Antoine de Baecque défend aussi l'idée que si le cinéma veut rendre compte des bouleversements historiques, alors la mise en scène doit changer. Le cinéma entre dans "l'âge de l'histoire dans la vision des films", l'histoire devient la clé d'interprétation du cinéma. Pour De Baecque, la césure la plus importante dans l'histoire du septième art n'est pas un fait proprement cinématographique : il ne s'agit ni de l'invention du cinéma, ni du passage au muet au parlant, ne de la généralisation de la couleur, ni même de la concurrence de la télévision. Reprenant la thèse de Gilles Deleuze que nous avons aussi fait notre, il fait des conséquences de la seconde guerre mondiale, Shoah et bombe atomique, l'événement majeur qui entraîne la séparation entre le cinéma classique, L'image-mouvement et le cinéma moderne, L'image temps. De Baecque réaffirme ainsi après Deleuze que la véritable coupure est liée à l'histoire elle-même.

 

Pour Gilles Deleuze, le cinéma américain a en commun avec le cinéma soviétique de croire à une finalité de l'histoire universelle, ici l'éclosion de la nation américaine, là-bas l'avènement du prolétariat.

Mais chez les Américains, la représentation organique ne connaît évidemment pas de développement dialectique, elle est à elle seule toute l'histoire, la lignée germinale dont chaque nation-civilisation se détache comme un organisme, chacune préfigurant l'Amérique. D'où le caractère profondément analogique ou parralléliste de cette conception de l'histoire, telle qu'on la retrouve dans Intolérance de Griffith qui entremêle quatre périodes ou dans la première version des Dix commandements de Cecil B. De Mille qui met deux périodes en parallèle dont l'Amérique est l'ultime. Les nations décadentes sont des organismes malades, comme la Babylone de Griffith ou la Rome de De Mille. Si la Bible est fondamentale, c'est que les Hébreux, puis les chrétiens font naître des nations civilisations saines qui présentent les deux traits du rêve américain : être un creuset où les minorités se fondent, être un ferment qui forme des chefs capables de réagir à toutes les situations. Inversement le Lincoln de Ford récapitule l'histoire biblique, jugeant aussi parfaitement que Salomon, assurant comme Moïse le passage d'une loi nomade à une loi écrite, entrant dans la cité sur un âne à la manière du Christ.
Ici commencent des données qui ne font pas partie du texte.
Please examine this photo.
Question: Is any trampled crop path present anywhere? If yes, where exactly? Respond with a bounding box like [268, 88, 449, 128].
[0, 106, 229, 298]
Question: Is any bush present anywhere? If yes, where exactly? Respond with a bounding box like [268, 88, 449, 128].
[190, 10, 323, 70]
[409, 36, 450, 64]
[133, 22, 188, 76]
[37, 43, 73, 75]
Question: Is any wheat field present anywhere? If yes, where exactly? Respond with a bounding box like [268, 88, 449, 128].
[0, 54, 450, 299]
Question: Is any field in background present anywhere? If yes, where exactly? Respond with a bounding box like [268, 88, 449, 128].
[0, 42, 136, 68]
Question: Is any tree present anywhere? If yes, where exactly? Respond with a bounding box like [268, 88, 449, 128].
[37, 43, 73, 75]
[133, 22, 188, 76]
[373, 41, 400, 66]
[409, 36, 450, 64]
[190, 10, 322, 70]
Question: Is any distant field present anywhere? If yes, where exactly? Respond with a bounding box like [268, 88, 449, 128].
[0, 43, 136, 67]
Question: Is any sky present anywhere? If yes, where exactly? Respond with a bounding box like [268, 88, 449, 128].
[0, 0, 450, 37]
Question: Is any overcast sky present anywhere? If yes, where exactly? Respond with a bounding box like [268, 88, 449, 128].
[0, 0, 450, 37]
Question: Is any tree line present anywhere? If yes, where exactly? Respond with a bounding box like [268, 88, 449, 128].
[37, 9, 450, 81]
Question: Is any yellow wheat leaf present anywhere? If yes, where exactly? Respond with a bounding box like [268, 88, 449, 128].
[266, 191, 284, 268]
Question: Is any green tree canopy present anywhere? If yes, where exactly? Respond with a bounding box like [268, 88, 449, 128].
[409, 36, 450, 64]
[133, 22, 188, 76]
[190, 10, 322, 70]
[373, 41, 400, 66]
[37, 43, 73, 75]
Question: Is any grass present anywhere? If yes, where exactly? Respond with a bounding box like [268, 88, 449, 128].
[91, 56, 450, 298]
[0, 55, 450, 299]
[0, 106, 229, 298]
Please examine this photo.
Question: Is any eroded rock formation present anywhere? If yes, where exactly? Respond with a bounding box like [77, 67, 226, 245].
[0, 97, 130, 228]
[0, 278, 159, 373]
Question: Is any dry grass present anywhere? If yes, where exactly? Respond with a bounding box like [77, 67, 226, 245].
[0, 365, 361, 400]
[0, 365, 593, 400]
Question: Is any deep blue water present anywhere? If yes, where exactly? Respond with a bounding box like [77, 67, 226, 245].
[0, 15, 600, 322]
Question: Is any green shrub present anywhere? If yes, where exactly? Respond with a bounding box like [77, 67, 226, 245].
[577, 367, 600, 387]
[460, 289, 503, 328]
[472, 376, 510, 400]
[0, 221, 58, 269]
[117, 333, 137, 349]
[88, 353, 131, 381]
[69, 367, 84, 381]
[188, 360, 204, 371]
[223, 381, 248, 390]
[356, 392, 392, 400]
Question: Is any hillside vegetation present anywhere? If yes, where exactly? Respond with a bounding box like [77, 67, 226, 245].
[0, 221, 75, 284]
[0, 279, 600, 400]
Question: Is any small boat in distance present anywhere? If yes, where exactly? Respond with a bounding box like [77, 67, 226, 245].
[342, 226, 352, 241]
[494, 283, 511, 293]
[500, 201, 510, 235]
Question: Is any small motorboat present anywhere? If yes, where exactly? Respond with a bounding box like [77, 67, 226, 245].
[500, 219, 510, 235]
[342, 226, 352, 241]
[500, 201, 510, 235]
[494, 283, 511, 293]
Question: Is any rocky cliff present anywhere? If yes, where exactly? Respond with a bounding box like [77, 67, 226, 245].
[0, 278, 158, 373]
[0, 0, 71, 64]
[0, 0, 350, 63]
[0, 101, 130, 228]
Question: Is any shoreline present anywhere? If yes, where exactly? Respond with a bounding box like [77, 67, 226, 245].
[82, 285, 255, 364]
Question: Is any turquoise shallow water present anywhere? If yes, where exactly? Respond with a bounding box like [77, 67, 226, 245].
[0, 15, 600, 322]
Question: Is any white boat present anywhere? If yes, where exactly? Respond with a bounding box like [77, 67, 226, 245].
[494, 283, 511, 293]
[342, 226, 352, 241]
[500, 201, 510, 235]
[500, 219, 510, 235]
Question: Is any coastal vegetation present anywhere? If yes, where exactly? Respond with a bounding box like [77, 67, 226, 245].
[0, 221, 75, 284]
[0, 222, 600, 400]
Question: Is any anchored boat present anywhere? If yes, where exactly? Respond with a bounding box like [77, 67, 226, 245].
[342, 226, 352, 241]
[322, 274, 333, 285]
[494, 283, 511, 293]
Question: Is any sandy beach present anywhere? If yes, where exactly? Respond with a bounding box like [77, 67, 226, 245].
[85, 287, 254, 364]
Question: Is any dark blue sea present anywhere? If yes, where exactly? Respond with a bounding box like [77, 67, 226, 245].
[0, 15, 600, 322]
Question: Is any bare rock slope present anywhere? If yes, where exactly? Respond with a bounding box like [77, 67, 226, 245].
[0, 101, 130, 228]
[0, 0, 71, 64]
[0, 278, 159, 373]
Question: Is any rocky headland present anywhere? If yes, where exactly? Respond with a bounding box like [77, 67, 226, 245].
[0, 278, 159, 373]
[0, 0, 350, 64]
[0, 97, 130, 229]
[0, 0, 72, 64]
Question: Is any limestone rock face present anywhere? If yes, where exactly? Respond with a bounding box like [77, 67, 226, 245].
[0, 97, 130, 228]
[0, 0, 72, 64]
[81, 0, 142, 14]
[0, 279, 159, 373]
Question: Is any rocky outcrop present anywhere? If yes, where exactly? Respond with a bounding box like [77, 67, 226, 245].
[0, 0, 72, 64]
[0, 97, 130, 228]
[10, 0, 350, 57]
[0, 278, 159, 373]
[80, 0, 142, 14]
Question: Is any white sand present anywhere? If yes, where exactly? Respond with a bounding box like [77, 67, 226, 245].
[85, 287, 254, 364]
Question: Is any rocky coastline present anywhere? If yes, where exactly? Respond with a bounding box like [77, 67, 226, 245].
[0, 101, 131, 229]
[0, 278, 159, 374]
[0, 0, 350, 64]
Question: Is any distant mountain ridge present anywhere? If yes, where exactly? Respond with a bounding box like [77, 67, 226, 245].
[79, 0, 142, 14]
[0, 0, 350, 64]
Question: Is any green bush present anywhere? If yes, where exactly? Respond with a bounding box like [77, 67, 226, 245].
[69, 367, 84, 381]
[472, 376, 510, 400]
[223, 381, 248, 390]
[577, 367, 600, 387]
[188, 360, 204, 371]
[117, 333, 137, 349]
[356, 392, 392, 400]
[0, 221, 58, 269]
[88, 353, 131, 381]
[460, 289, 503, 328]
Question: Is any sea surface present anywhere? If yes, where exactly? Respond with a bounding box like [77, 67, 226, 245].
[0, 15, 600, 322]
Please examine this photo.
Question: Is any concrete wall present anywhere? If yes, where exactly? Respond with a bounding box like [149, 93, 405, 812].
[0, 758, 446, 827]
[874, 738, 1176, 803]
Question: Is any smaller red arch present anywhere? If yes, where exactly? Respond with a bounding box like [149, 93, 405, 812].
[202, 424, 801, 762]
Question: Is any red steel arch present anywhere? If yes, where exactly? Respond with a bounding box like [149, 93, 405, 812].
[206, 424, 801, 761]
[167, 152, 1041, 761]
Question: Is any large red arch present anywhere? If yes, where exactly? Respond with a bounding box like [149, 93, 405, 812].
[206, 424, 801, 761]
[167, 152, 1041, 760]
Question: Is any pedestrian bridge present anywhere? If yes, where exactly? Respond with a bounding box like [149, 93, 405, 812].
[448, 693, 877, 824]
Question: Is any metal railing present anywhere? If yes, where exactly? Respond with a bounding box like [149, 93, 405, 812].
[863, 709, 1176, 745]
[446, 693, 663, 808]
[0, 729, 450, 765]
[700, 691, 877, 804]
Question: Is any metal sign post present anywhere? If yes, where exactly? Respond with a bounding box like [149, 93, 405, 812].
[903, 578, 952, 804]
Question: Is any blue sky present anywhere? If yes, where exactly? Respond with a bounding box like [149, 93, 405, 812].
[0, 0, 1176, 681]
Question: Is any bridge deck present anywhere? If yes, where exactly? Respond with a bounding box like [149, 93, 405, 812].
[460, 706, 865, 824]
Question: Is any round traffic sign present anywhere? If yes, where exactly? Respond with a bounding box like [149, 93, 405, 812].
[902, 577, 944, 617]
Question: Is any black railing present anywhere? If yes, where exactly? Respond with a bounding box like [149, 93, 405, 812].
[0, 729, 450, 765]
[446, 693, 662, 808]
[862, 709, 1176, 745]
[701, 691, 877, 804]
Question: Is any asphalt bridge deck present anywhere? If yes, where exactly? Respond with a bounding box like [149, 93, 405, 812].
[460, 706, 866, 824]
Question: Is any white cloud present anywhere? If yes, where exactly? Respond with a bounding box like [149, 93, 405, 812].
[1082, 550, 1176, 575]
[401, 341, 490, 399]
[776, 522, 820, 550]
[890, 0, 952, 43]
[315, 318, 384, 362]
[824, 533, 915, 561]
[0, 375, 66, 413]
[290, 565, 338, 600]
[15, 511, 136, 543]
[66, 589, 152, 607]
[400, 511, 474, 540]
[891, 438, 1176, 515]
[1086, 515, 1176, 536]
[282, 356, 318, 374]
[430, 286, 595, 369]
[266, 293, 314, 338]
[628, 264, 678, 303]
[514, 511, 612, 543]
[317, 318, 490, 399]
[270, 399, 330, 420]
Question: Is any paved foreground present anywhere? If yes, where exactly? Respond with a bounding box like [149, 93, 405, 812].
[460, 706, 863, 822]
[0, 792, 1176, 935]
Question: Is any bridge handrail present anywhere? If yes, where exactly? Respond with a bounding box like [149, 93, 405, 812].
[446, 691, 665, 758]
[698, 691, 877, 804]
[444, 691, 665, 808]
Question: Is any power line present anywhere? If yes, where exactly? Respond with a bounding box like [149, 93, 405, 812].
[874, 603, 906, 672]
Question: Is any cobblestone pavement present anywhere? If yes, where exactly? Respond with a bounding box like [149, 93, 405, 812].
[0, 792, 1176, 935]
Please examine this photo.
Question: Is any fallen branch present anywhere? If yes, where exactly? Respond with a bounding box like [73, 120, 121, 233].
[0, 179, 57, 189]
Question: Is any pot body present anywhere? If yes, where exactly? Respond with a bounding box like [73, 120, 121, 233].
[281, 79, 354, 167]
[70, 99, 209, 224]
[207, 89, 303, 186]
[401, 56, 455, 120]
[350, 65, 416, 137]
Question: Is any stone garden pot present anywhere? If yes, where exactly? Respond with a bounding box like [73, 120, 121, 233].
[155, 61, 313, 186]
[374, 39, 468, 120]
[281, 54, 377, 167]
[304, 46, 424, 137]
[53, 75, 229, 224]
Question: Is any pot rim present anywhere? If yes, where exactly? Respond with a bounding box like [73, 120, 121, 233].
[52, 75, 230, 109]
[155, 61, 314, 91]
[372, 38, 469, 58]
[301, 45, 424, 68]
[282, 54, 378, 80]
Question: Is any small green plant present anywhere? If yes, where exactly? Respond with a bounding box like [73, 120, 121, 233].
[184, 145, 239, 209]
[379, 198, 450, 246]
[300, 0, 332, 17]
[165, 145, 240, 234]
Trois aspects de l'histoire

Il est facile de se moquer des conceptions historiques d'Hollywood. Gilles Deleuze pense qu'au contraire qu'elle recueille les aspects les plus sérieux de l'histoire vue par le XIXème siècle et notamment par Nietzsche dans ses Considérations intempestives) qui distinguait trois de ces aspects : l'histoire monumentale, l'histoire antiquaire et l'histoire critique (dénommée ethique par Deleuze).

 

L'histoire monumentale

L'aspect monumental concerne l'englobant physique et humain, le milieu naturel et architectural. Babylone et sa défaite chez Griffith, les Hébreux, le désert et la mer qui s'ouvre, ou bien les Philistins, le temple de Dagon et sa destruction par Samson chez Cecil B. de Mille sont d'immense synsigne qui font que l'image elle-même est monumentale. Le traitement peut être très différent, en grande fresque comme Les dix commandements ou en série de gravures dans Samson et Dalila l'image reste sublime, et le temple de Dagon peut déclencher notre rire, c'est un rire olympien qui s'empare du spectateur. Suivant l'analyse de Nietzsche, un tel aspect de l'histoire favorise les parallèles ou les analogies d'une civilisation à une autre : les grands moments de l'humanité, si distants soient-ils sont censés communiquer par les sommets et constituer "une collection d'effets en soi" qui se laissent d'autant mieux comparer et agissent d'autant plus sur l'esprit du spectateur moderne. L'histoire monumentale tend donc naturellement vers l'universel, et trouve son chef d'œuvre dans Intolérance parce que les différentes périodes ne s'y succèdent pas simplement, mais alternent suivant un montage rythmique extraordinaire (Buster Keaton en donnera une version burlesque dans Les trois âges).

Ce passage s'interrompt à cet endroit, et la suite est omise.